A carpet of violets is growing along the edge of the driveway, spilling out of the flower beds...

...and the hosta is unfurling..

...and that's how my garden grows.

May 20, 2011

I would still plant my apple tree...

Will the world end tomorrow? Everybody seems to be buzzing about it. Tomorrow could be as good a day as any, I suppose.

However if anybody is trying to establish the how and the when of the end of the world...I wouldn't be too sure. Down through history, all the people who have tried to establish the exact date of the end of the world have the same thing in common: they have all been wrong.

Here in Sugar Hill, NH the Millerites, followers of William Miller were sure that October 22nd 1844 would be the day of glory. A comet that appeared that year did much to add to the anticipation. On that day some people climbed trees and ridgepoles (to be closer to heaven) while several others waited in the cemetary in the rain to await the messenger of God.  The day passed without incident.

So, what will happen tomorrow? I guess we will find out tomorrow.
We might go through it again on December 21st 2012 when the Mayan Calendar ends.

Martin Luther, the 16th Century reformer, was asked what he would do if the world ended tomorrow. He is quoted with the response:
"Even if I knew that tomorrow the world would go to pieces, I would still plant my apple tree."

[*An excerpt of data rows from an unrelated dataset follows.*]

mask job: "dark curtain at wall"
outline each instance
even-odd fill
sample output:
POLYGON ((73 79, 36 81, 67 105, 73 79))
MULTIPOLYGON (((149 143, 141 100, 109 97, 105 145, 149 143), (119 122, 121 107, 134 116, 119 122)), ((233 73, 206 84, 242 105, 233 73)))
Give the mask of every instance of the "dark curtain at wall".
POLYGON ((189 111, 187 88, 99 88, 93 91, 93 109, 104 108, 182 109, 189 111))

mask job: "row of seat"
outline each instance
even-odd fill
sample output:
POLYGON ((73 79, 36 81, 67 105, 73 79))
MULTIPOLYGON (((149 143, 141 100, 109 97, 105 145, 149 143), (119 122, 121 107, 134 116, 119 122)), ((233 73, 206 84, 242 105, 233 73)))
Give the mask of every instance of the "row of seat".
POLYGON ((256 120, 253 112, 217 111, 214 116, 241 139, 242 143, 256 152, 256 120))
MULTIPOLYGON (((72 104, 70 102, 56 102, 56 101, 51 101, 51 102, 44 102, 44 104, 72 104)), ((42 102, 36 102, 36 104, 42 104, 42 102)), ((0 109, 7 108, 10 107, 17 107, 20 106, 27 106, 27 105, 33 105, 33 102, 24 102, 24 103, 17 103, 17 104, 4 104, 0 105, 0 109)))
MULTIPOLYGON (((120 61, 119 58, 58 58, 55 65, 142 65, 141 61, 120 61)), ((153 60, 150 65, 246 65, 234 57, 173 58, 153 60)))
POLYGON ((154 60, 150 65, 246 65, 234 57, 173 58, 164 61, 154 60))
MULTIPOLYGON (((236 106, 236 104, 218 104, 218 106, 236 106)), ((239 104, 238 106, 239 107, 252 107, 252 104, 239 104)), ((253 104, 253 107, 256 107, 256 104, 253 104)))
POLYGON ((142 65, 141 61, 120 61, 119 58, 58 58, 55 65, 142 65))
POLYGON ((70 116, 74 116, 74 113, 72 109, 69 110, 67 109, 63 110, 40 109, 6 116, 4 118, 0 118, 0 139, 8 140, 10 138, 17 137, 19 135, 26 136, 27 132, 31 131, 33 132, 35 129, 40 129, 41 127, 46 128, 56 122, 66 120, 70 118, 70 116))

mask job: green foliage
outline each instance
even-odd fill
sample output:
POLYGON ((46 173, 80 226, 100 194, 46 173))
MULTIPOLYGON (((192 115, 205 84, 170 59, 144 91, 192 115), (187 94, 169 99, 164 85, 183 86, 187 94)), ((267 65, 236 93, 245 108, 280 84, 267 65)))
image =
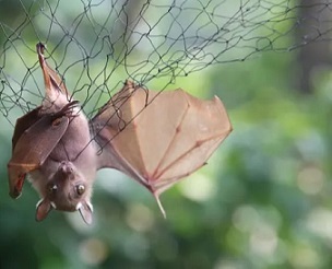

What am I going  to do tomorrow? In the wake of the end of the world, I am going to follow up on my earth day pledge to plant a tree.

How the week went...

New chicks in the house, apple blossoms, black flies, baby birds, and a forecast for rain and more rain but we did enjoy some breaks with to mow the lawn, work in the garden, and let the chicks out to explore.

Charlotte, Ruby, and Pecky Sue

Two baby robins...newly hatched

Apple Blossoms
Osprey nest (I saw two chicks inside)
...and the lilacs are about to blossom.